Später Doppelschlag: Dortmund besiegt Stuttgart im Bundesliga-Topspiel
Das Spitzenspiel der Fußball-Bundesliga am Samstagabend hielt nicht, was die Paarung des Tabellenzweiten mit dem Dritten versprach. Über weite Strecken blieb es ein chancenarmes Duell, ehe Borussia Dortmund in der Nachspielzeit mit einem späten Doppelschlag den Sieg beim VfB Stuttgart einfror. Karim Adeyemi und Julian Brandt trafen in der 94. und 96. Minute zum 2:0 (0:0) und besiegelten damit einen wichtigen Auswärtssieg für den BVB.
BVB konzentriert sich auf Defensive und schlägt spät zu
Die Dortmunder hatten sich unter Trainer Niko Kovac weitestgehend auf defensive Sicherheit konzentriert und offensiv lange Zeit wenig Präsenz gezeigt. Erst in den Schlusssekunden fanden sie zu ihren ersten richtigen Torchancen, die Adeyemi und Brandt, beide als Einwechselspieler auf dem Feld, eiskalt verwerteten. Dieser späte Coup ermöglichte es dem BVB, den Vorsprung auf den VfB in der Tabelle auf elf Punkte auszubauen und sich weiter auf dem Weg zur Vizemeisterschaft zu festigen.

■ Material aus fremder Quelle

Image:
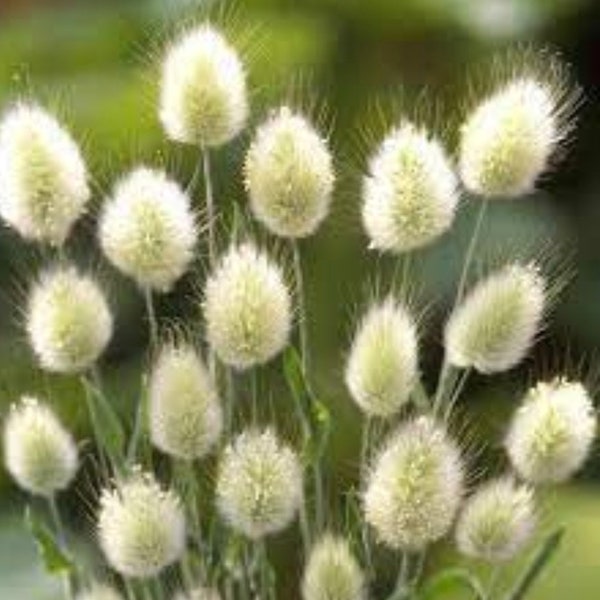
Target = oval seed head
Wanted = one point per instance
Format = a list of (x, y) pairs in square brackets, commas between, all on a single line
[(289, 175), (98, 591), (497, 521), (496, 324), (39, 452), (203, 92), (69, 323), (332, 572), (147, 230), (415, 486), (44, 179), (508, 140), (410, 193), (382, 366), (247, 308), (141, 526), (551, 434), (259, 484), (185, 413)]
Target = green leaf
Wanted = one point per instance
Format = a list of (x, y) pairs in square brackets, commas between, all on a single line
[(54, 559), (538, 563), (445, 583)]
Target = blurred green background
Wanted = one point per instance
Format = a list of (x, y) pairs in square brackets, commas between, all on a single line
[(93, 61)]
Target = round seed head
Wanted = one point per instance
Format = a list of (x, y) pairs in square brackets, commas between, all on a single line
[(44, 179), (69, 323), (332, 572), (551, 434), (497, 521), (259, 484), (410, 193), (39, 452), (382, 366), (185, 413), (147, 229), (289, 175), (141, 527), (415, 486), (496, 324), (247, 308), (203, 97)]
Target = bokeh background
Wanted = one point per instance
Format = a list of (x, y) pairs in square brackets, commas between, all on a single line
[(93, 62)]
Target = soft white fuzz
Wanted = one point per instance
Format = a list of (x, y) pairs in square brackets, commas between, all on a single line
[(203, 97), (141, 527), (508, 140), (410, 193), (148, 230), (69, 323), (247, 308), (44, 183), (332, 572), (185, 412), (39, 452), (496, 521), (551, 434), (289, 175), (382, 366), (496, 324), (415, 486), (259, 484)]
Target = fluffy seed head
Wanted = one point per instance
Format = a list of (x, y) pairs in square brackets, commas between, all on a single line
[(44, 179), (39, 452), (185, 412), (494, 327), (68, 320), (415, 486), (383, 363), (141, 526), (289, 175), (147, 229), (332, 572), (508, 139), (247, 308), (410, 192), (259, 484), (551, 434), (203, 92), (497, 521)]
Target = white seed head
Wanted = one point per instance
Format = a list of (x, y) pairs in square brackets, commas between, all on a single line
[(141, 526), (203, 91), (415, 486), (185, 413), (382, 367), (259, 484), (508, 139), (496, 324), (551, 434), (496, 521), (247, 308), (289, 175), (44, 186), (332, 572), (148, 230), (39, 452), (69, 323), (98, 591), (410, 193)]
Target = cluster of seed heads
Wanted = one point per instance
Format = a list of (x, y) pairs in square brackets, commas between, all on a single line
[(415, 487)]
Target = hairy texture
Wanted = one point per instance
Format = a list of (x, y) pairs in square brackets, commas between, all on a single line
[(39, 452), (410, 193), (44, 179)]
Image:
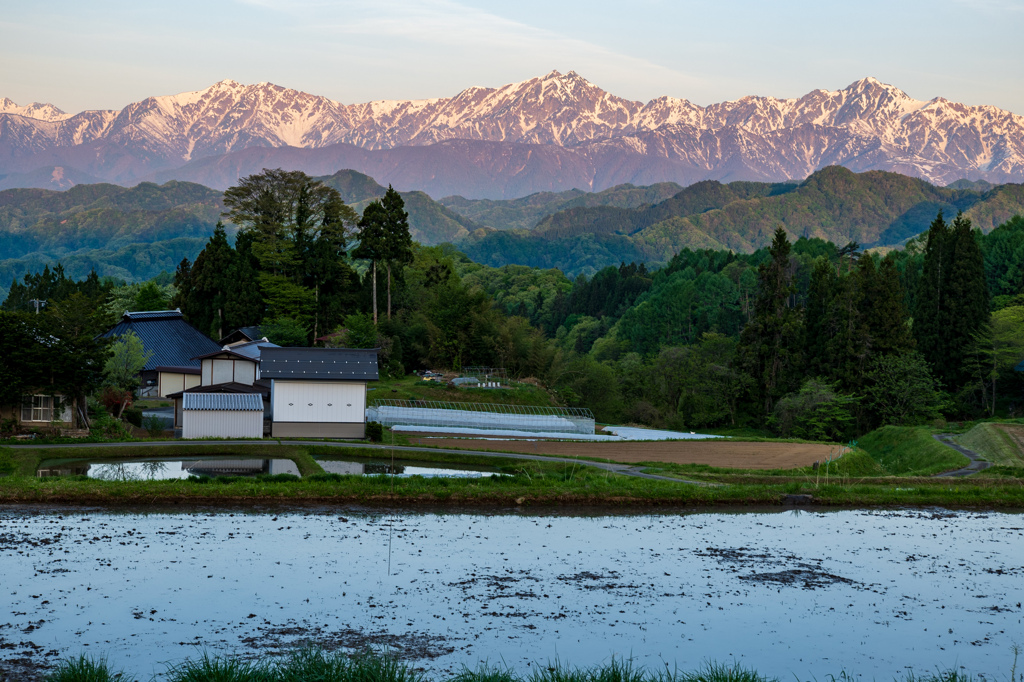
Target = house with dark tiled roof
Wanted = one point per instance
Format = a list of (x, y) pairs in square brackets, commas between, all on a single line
[(232, 371), (318, 392), (174, 344)]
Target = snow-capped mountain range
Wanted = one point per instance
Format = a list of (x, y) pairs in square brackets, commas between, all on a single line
[(553, 132)]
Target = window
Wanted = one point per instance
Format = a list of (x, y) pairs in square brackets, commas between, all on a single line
[(37, 409)]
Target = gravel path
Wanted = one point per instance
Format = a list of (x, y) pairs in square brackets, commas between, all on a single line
[(977, 464)]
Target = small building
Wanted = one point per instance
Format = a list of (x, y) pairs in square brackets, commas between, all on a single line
[(221, 416), (230, 372), (318, 392), (41, 409), (175, 346)]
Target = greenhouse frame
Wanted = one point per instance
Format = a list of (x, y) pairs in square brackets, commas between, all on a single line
[(436, 414)]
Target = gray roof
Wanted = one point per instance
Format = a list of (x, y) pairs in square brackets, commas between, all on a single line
[(320, 364), (172, 341), (253, 349), (246, 401)]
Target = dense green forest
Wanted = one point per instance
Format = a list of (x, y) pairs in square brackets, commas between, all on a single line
[(801, 337), (835, 204), (135, 233)]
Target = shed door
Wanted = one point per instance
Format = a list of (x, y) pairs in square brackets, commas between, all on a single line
[(318, 401)]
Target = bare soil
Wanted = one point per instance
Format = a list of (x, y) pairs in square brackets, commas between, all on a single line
[(726, 455)]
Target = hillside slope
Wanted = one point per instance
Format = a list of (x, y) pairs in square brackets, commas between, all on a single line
[(835, 204)]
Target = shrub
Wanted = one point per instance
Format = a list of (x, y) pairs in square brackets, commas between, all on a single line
[(154, 425), (133, 416), (8, 427), (86, 669), (817, 412)]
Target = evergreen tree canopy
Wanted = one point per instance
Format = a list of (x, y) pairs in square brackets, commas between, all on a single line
[(771, 341)]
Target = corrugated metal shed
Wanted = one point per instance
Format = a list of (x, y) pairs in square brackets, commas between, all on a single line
[(330, 364), (253, 349), (221, 401), (172, 341)]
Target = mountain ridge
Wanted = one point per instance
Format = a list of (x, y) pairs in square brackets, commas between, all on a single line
[(592, 139)]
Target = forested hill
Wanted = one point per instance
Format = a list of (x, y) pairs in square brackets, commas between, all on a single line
[(835, 204), (525, 213), (136, 232)]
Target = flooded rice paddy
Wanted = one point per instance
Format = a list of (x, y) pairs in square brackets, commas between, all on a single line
[(792, 593), (164, 469), (404, 468)]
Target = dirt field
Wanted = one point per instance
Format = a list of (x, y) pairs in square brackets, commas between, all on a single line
[(728, 455)]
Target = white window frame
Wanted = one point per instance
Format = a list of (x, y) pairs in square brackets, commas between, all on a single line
[(37, 408)]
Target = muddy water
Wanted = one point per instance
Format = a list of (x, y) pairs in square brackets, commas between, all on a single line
[(791, 593), (404, 468), (164, 469)]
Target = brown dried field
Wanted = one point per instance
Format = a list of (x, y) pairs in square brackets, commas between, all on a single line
[(727, 455)]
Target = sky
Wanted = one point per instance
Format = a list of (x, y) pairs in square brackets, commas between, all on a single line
[(108, 53)]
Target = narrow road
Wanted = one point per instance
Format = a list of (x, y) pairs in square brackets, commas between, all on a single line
[(625, 469), (977, 464)]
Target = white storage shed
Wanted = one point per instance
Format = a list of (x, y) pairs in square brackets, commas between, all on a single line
[(221, 416), (318, 392)]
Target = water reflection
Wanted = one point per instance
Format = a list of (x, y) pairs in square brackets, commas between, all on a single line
[(162, 469), (406, 468), (130, 471), (799, 596)]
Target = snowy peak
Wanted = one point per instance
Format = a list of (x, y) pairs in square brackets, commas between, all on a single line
[(866, 125), (34, 111)]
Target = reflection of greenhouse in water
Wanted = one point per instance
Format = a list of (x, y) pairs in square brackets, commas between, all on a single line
[(65, 470), (239, 467), (126, 470)]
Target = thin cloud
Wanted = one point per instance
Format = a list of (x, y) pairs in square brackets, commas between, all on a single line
[(455, 32)]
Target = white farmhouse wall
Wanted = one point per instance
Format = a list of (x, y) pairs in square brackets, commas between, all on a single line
[(223, 371), (220, 371), (172, 382), (222, 424), (322, 401), (245, 373)]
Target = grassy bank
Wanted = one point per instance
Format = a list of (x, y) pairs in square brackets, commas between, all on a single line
[(536, 483), (992, 442), (907, 451), (311, 665), (892, 468)]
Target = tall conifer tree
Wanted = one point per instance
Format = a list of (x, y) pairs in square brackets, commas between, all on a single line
[(772, 341), (886, 310), (968, 301), (930, 313), (373, 242), (816, 326), (398, 242)]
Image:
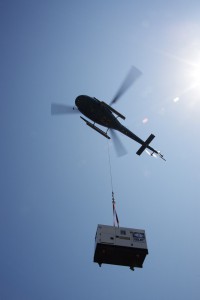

Stuttgart verpasst Chance für Champions-League-Platz
Für den VfB Stuttgart ist die Niederlage eine verpasste Gelegenheit im Kampf um die Teilnahme an der Königsklasse. Trotz eines dominanten Auftritts und langer Ballbesitzzeiten taten sich die Schwaben schwer, klare Torchancen zu kreieren. Nationalstürmer Deniz Undav, dessen Rolle bei Bundestrainer Julian Nagelsmann im Vorfeld viel diskutiert wurde, blieb ebenso ohne Treffer wie seine Mitspieler. Die Gastgeber bestimmten zwar das Geschehen, scheiterten aber an der Entschlossenheit in den Abschlussmomenten.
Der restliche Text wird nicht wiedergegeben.